Qui pouvait empêcher le 4 septembre ? Ce n’est point le dénoûment d’un conflit meurtrier entre un gouvernement et une insurrection de parti ; ce n’est point le dernier mot d’un complot dont tout le succès serait dû à l’inaction ou à la prétendue complicité d’un général appelé à en recueillir le bénéfice assurément peu enviable. C’est le fatal et cruel résultat de Sedan, d’une irrésistible émotion publique et de la confusion, du déclin des pouvoirs depuis cinq semaines. Que le général Trochu se fût trouvé de sa personne aux Tuileries ou au corps législatif au lieu d’être au Louvre ou de chevaucher sur les quais à travers la foule, rien n’eût été sensiblement changé.
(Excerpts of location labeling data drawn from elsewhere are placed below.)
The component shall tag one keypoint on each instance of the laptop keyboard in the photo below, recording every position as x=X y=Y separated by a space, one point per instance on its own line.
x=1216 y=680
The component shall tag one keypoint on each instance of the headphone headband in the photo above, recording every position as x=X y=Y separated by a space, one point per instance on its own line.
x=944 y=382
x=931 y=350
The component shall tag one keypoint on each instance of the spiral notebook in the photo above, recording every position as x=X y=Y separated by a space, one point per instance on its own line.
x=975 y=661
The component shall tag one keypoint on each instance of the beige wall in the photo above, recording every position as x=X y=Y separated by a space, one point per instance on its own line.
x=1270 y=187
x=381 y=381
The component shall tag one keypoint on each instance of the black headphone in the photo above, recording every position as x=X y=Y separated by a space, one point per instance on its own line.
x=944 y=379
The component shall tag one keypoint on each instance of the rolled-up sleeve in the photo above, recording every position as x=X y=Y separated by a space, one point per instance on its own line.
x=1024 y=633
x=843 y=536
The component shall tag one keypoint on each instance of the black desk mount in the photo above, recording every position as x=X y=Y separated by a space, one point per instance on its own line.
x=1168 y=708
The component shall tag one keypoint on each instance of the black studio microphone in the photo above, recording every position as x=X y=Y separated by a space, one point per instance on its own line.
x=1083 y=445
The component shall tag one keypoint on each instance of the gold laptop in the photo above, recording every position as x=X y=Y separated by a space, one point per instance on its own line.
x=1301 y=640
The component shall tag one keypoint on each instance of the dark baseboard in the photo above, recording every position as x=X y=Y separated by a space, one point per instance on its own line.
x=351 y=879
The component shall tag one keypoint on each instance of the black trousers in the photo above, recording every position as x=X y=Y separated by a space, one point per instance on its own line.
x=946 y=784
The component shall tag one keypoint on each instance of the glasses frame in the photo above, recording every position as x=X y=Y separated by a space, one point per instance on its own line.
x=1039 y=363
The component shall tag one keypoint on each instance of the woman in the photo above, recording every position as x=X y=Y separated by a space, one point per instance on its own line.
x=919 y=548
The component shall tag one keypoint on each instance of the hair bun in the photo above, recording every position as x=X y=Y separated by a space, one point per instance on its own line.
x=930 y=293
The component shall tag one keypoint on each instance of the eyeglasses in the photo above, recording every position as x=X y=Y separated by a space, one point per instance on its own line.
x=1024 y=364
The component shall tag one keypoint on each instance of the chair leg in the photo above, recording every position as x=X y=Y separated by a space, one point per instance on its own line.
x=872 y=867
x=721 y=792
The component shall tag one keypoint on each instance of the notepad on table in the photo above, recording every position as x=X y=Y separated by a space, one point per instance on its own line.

Sans doute il eût mieux valu s’en tenir à cette sorte de révolution légale que proposait M. Thiers en conseillant, comme il l’a dit dans l’enquête sur le 4 septembre, de se servir du corps législatif pour déclarer le trône vacant, nommer une commission de gouvernement et préparer la convocation d’une assemblée nationale. Les événemens marchaient plus vite que toutes les réflexions et toutes les délibérations. La révolution était faite avant qu’on eût pris des mesures pour l’arrêter ou la régulariser. C’était inévitable, et ce n’était pas moins un nouveau péril au milieu de tant de malheurs.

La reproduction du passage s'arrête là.